They Have No Need to Go

8 Pentecost

First reading and psalm: Gen. 32:22-31Ps. 17:1-7, 16

Alternate: Isa. 55:1-5Ps. 145:8-9, 15-22Rom. 9:1-5Matt. 14:13-21

In response to his disciples’ apparent meager supplies for the feeding of 5,000 people, Jesus speaks a word of creation into nothingness: “They have no need to go.” The divine Logos knows a truth buried deeply beyond all that the disciples can fathom. The disciples are not playing the role of ignoramus here: they are being responsible, even pastoral. They recognize the embodied needs of the people, asserting in their legitimate care for these people that the body is important. “No one ever got saved with a toothache,” said William Booth, founder of the Salvation Army — or on an empty stomach, the disciples might have added.

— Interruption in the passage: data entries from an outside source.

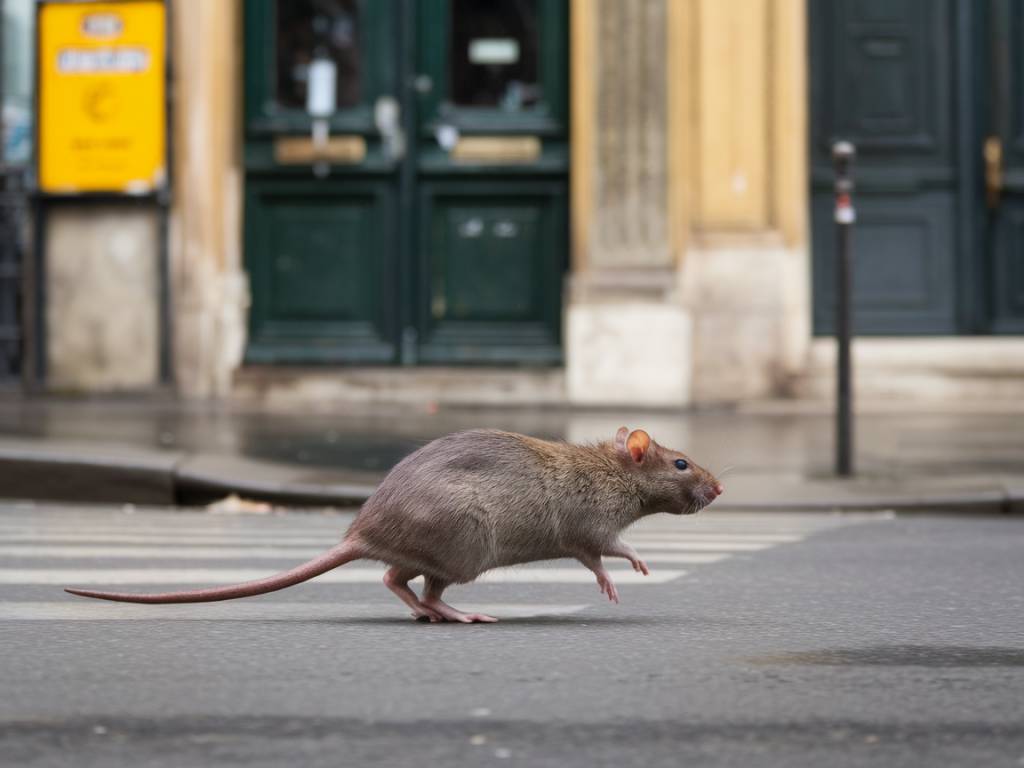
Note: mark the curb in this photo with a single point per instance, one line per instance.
(74, 472)
(83, 473)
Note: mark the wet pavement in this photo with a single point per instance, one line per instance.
(800, 640)
(166, 452)
(374, 438)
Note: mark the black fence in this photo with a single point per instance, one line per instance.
(12, 235)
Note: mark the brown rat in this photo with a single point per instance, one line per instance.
(474, 501)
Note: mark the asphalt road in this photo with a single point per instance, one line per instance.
(781, 640)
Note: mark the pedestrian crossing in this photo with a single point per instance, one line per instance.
(153, 551)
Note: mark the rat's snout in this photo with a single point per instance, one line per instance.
(713, 492)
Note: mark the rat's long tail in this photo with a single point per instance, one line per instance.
(344, 552)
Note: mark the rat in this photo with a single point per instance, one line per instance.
(474, 501)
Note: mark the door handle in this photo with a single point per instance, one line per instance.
(387, 117)
(993, 170)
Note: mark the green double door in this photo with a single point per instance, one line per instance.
(428, 223)
(932, 94)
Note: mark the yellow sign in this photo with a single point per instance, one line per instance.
(102, 120)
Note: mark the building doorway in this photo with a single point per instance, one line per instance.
(430, 226)
(923, 87)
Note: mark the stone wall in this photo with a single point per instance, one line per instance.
(102, 298)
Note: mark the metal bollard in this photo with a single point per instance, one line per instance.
(843, 155)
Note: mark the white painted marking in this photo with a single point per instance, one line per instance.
(698, 558)
(755, 538)
(249, 610)
(720, 545)
(82, 577)
(220, 540)
(254, 553)
(704, 546)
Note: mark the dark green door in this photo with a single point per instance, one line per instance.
(918, 85)
(1003, 116)
(430, 225)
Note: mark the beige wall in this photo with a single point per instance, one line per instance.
(209, 287)
(689, 198)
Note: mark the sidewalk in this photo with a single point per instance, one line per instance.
(162, 453)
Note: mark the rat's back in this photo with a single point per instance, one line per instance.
(463, 504)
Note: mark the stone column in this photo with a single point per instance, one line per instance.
(745, 271)
(627, 334)
(209, 287)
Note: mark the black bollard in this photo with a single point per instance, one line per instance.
(843, 154)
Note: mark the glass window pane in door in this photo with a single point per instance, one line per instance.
(309, 30)
(494, 53)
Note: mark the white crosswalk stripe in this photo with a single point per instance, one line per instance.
(146, 550)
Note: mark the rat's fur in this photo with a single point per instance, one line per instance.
(474, 501)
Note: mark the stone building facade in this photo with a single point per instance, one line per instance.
(687, 275)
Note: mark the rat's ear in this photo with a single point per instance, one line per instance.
(638, 442)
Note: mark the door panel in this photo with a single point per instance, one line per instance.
(494, 253)
(322, 263)
(472, 237)
(1005, 81)
(883, 78)
(904, 252)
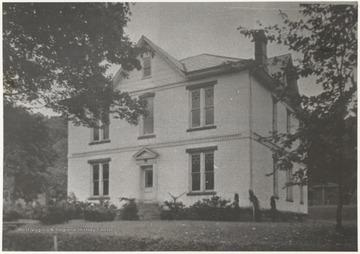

While Jesus does not deny the value of this thinking, he does transcend it. He upends the conventional pragmatism of the disciples. He places a spiritual challenge directly in the path of pragmatic ministry: food is necessary, food is not here, and yet they have no need to go? The disciples’ pragmatic reasoning about needs and resources leaves something to be desired. Jesus’ mission is not merely to feed the body, nor just the soul, nor even the two in turn — but to testify to a higher unity in which all needs are met in God: a plane upon which Christian ministry must always take place, where body and soul are not opposed to one another, where pragmatism and mysticism point to the truth that God’s grace transcends the physical and the spiritual economies of needs and resources. “I am come that they might have life, and that they might have it more abundantly” (John 10:10 KJV). In Jesus’ spiritual miracle, there will also be physical nourishment. In his setting of the table there will also be faith, thanksgiving, and miraculously answered prayer.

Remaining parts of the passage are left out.